The Strength of the LGBTQ Community in North Carolina.

by | Aug 26, 2022 | Politics

Faces of the LGBTQ community in North Carolina. Trans woman, of color, veteran: Lara Americano, Charlotte. Judge, official, first in the South: Chris Brook, Raleigh. Activist, transplant, rising star: Chris Sgro, Greensboro. 300,000: LGBTQ population, across the state. Lesbian, gay, bisexual, transgender, and queer people live and contribute in every community in the state of North Carolina. They are not always welcomed or even tolerated as who they are. They have been persecuted for years and may be again in the future if the Republican Party attains control of the full range of the powers of government. And they still they live, and work, and struggle.

The LGBTQ community in the South is one of the marvels of American society. With a few exceptions almost exclusively in urban areas, the South has failed to accept its LGBTQ residents as full participants in the social commonwealth. Thousands of LGBTQ people have, in consequence, left the region for more tolerant locales, where they can expect a great measure of public respect and private acceptance. Yet millions remain in the region, making their way through life in a social context that is far from welcoming to who they are.

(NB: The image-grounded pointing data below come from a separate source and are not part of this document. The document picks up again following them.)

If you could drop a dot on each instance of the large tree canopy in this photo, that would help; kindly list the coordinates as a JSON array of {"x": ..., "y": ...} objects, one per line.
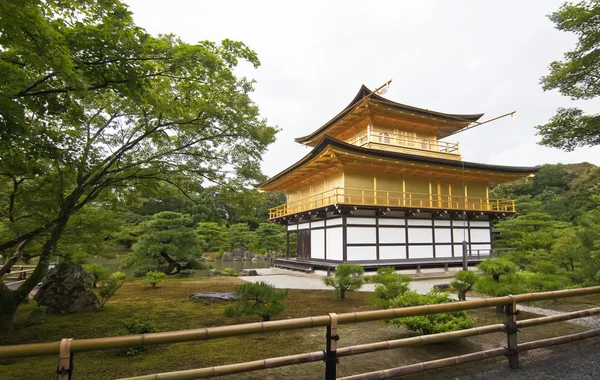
[
  {"x": 91, "y": 106},
  {"x": 577, "y": 76}
]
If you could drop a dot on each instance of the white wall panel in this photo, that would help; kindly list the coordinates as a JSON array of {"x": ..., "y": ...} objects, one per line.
[
  {"x": 420, "y": 235},
  {"x": 480, "y": 236},
  {"x": 391, "y": 222},
  {"x": 442, "y": 235},
  {"x": 457, "y": 250},
  {"x": 351, "y": 220},
  {"x": 361, "y": 253},
  {"x": 420, "y": 251},
  {"x": 303, "y": 226},
  {"x": 460, "y": 234},
  {"x": 361, "y": 235},
  {"x": 484, "y": 247},
  {"x": 392, "y": 252},
  {"x": 334, "y": 244},
  {"x": 443, "y": 251},
  {"x": 334, "y": 222},
  {"x": 419, "y": 222},
  {"x": 392, "y": 235},
  {"x": 317, "y": 244}
]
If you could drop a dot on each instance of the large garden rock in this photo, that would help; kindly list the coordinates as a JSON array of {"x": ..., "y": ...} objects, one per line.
[
  {"x": 238, "y": 254},
  {"x": 67, "y": 288},
  {"x": 212, "y": 297},
  {"x": 249, "y": 272}
]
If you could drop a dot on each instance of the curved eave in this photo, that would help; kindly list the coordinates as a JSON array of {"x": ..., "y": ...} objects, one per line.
[
  {"x": 364, "y": 92},
  {"x": 328, "y": 141}
]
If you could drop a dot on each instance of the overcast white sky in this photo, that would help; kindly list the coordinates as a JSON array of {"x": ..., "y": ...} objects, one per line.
[{"x": 447, "y": 56}]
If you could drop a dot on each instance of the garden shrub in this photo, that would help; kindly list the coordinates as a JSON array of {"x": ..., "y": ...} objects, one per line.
[
  {"x": 434, "y": 323},
  {"x": 97, "y": 271},
  {"x": 347, "y": 279},
  {"x": 228, "y": 272},
  {"x": 154, "y": 278},
  {"x": 136, "y": 327},
  {"x": 110, "y": 287},
  {"x": 463, "y": 282},
  {"x": 390, "y": 285},
  {"x": 259, "y": 299}
]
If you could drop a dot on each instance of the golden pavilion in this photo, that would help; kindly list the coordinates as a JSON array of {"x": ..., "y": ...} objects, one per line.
[{"x": 381, "y": 186}]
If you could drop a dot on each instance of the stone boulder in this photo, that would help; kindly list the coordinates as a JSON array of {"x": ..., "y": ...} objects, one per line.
[
  {"x": 67, "y": 288},
  {"x": 238, "y": 254},
  {"x": 212, "y": 297},
  {"x": 249, "y": 272}
]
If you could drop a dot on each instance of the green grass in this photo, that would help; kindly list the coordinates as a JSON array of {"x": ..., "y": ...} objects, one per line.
[{"x": 168, "y": 308}]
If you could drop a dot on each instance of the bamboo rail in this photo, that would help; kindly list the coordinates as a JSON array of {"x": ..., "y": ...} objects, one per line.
[{"x": 332, "y": 353}]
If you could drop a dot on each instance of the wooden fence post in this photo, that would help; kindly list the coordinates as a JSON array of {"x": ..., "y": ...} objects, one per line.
[
  {"x": 65, "y": 360},
  {"x": 511, "y": 334},
  {"x": 331, "y": 352}
]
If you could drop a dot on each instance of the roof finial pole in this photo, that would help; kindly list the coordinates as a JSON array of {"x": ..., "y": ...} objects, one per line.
[{"x": 381, "y": 89}]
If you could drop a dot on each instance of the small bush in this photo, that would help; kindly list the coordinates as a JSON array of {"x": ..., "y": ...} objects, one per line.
[
  {"x": 228, "y": 272},
  {"x": 390, "y": 285},
  {"x": 463, "y": 282},
  {"x": 186, "y": 273},
  {"x": 259, "y": 299},
  {"x": 97, "y": 271},
  {"x": 37, "y": 315},
  {"x": 110, "y": 287},
  {"x": 154, "y": 278},
  {"x": 434, "y": 323},
  {"x": 136, "y": 327},
  {"x": 347, "y": 279}
]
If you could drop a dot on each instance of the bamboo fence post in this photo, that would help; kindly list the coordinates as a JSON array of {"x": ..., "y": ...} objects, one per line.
[
  {"x": 511, "y": 333},
  {"x": 331, "y": 350},
  {"x": 65, "y": 360}
]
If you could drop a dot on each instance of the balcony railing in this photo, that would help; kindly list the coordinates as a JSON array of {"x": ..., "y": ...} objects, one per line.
[
  {"x": 419, "y": 145},
  {"x": 359, "y": 197}
]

Discrimination against the LGBTQ community in North Carolina hardly ceased when the rest of the country made strides toward equality. Mere months after the U.S. Supreme Court declared same-sex marriage a constitutional right, strident homophobes in the North Carolina General Assembly rushed through a bill permitting taxpayer-funded magistrates to refuse to provide marriage licenses to same-sex couples. Governor Pat McCrory vetoed the bill, but the Republican majority felt so strongly about it that they overrode the veto, humiliating a governor of their own party and sending a harsh message to same-sex couples about how the LGBTQ community would be treated in North Carolina.

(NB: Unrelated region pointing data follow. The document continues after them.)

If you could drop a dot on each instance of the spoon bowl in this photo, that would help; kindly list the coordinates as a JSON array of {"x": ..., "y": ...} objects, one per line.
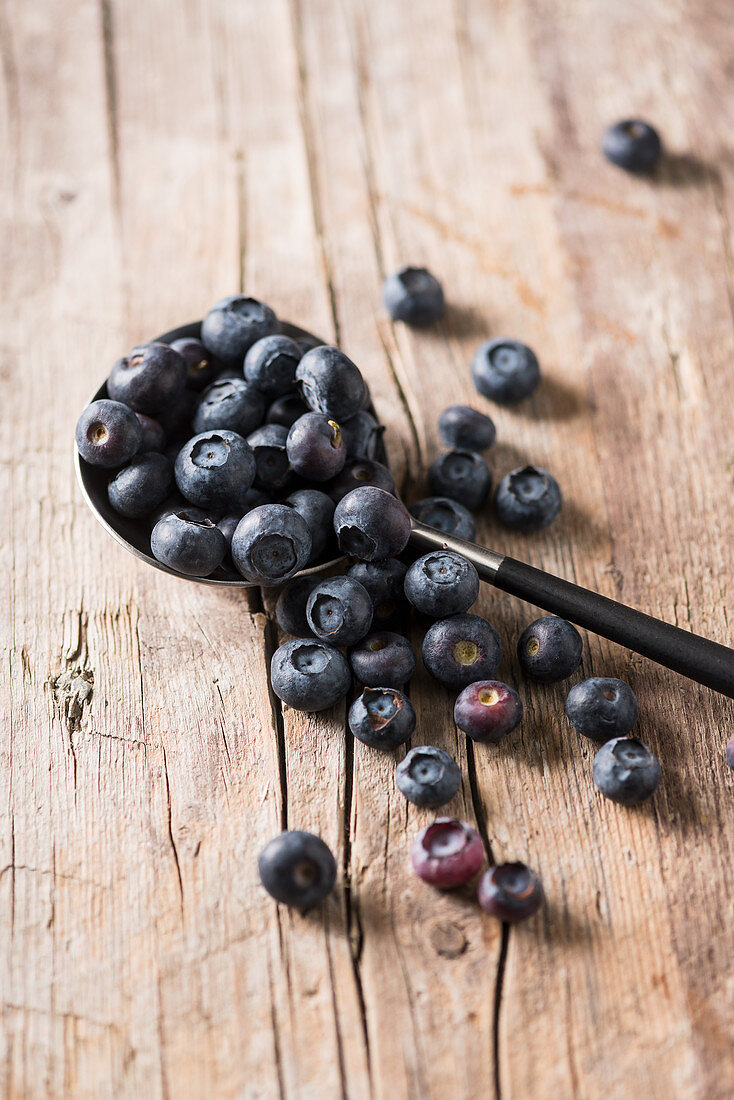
[{"x": 134, "y": 535}]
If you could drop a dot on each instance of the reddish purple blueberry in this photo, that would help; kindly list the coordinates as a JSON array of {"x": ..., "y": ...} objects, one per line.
[
  {"x": 447, "y": 854},
  {"x": 488, "y": 711}
]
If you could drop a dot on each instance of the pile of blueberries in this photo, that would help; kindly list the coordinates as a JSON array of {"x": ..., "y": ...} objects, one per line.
[{"x": 250, "y": 451}]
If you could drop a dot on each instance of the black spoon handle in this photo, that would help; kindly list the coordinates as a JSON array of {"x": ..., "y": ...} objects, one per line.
[{"x": 697, "y": 658}]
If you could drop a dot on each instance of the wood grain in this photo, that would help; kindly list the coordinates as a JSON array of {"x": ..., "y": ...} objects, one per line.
[{"x": 155, "y": 157}]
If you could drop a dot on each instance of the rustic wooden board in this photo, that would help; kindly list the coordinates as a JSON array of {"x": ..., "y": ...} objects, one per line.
[{"x": 157, "y": 155}]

The damage wrought by a law that came the year after the magistrate atrocity must not be forgotten. Antiseptically labelled HB2, the so-called bathroom bill brought a storm of denunciation and financial loss on the state that will linger in its reputation for decades to come. HB2 cost the state $4 billion in economic production and a slate of investments we will never be able to count, because corporations refused even to consider a state they considered hateful. Eighty thousand media outlets ran articles on the law, attracting billions of impressions around the world. The U.K. Foreign Office issued a travel advisory against LGBTQ Britons risking a visit to the heart of transphobia.

And yet. While numbers of LGBTQ people must have decided they had had enough of being attacked by their own state government and left for less bigoted locales, hundreds of thousands more stayed in their home state. Some LGBTQ people have even moved from out of state to places like Asheville. Clearly, North Carolina has come a long way since the dark years when it was regarded from the Justice Department headquarters in Washington, DC, to Finland and Japan and beyond, as an egregious symbol of the hatred LGBTQ people still face.

A personal note. I happen to straight and cisgender, characteristics that confer privilege. But my support for the LGBTQ community is based on my firm conviction that every human, from the homeless trans person the President of the United States, is absolutely and completely equal. “If a clod be washed away by the sea, Europe is the less,” observed John Donne in a reflection that would culminate with one of the most famous lines in English literature. “Therefore, never seek to know for whom the bell tolls, it tolls for thee.” Today, that bell calls us to justice for LGBTQ people across our state, our country, and our world.